I have a 54g corner and 2 30g tanks. I am wanting to get some synodontis catfish but have a few questions. First is for my size tanks would petricola or multies be better, and how many for each tank? Second is do they seem to stir up too much sand which then gets sucked into your filters? Thanks.


----------



## redstallion02 (Jan 17, 2008)

Unfortionatly they will out grow all your tanks. You could possibly go with 1 but these two syno's like to be in groups. Mine swim the entire 6 foot length in my tank and will swim half way up the sides as well so they seem to appreciate thier room. Just not sure with the tanks you have they would thrive.

But if you do decide to go with it, just get one because two will fight and one will surly end in a bad way.

Just my opinions though...Maybe someone else can chime in.


----------



## bccromer (Apr 13, 2004)

I find it hard to believe that I couldn't put any in the 54g. I could see maybe not the 30g though.


----------



## kasey06 (May 24, 2008)

I also have a 55 and others on this board have recommended getting either of these species. I am new to cichlids but have done alot of reading. Petricola's rarely get over 3.5 inches and the multies get a bit larger. Your 30 gallon tanks are most likely too small, they are too small for the fish you already have. You have a lot of fish in your 54 gallon as well.

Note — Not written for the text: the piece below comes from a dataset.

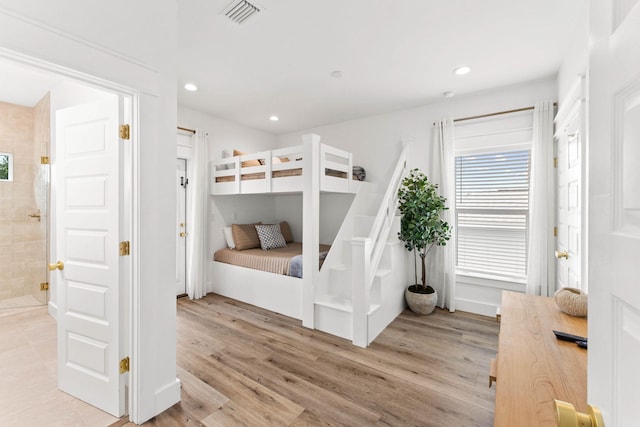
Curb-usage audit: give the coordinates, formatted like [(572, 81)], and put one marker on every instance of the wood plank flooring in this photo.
[(242, 365)]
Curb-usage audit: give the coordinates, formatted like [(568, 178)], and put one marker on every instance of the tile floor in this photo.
[(28, 381)]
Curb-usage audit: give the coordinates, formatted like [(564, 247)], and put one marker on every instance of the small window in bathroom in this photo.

I am sure other that are more experienced will chime in....


----------



## redstallion02 (Jan 17, 2008)

I am saying none in the 54 because of the footprint. It looks like you have a 54 Gallon corner tank, which is going to be pretty small footprint...But there again I am not 100% sure. I would put them in a regular 55 gallon any time though


----------



## Alleycat (Dec 2, 2006)

I bought a pair of S. Multipunks over a year ago from a fella who was breeding them in a 40 long. He said they were close to 4yrs old, and had raised them from juvies. That puts my fish around 5yrs old. When I brought them home they started out in a 55 with a few N. Cylindricus and J. Dickfeldi. They did well, but never acted like they were ready to spawn. So I moved them into a 90g with some loaches, and they claimed some territory and it looked like they were going to set up shop to spawn....but never did. IMO they'll be fine in your 54g... providing they have some space and hiding places.
I have gravel in their current tank, but they were in sand before, and they didn't stir up the sand anymore than the cichlids did. 
Here's a pic of of one that stayed still for a second...They are now about 5 inches from nose to tail...


----------



## bccromer (Apr 13, 2004)

Actually the stocking in my signature isn't correct anymore. I need to change it. I haven't decided for sure if I am going with any synos, just was trying to figure out if it was even an option for me.


----------



## redstallion02 (Jan 17, 2008)

Alleycat said:


> and they claimed some territory and it looked like they were going to set up shop to spawn....but never did. IMO they'll be fine in your 54g... providing they have some space and hiding places.


They won't set up a territory to spawn, they require a host cichlid for them to spawn and they will spawn anywhere with another set of cichlids that are spawning at that moment.

Here is a couple good articals on them
http://www.cichlid-forum.com/articles/s ... ctatus.php
http://www.scotcat.com/articles/article24.htm


----------



## Alleycat (Dec 2, 2006)

redstallion02 said:


> They won't set up a territory to spawn, they require a host cichlid for them to spawn and they will spawn anywhere with another set of cichlids that are spawning at that moment.


Great articles and thanks for posting them. I do have two pairs of German Red Peacocks in the tank but haven't had success with the cats intruding on the peacocks when they're spawning. Perhaps all the loaches in the tank get in their way.


----------



## Dave (Feb 9, 2003)

Syno. petricola would be my choice for this tank.


----------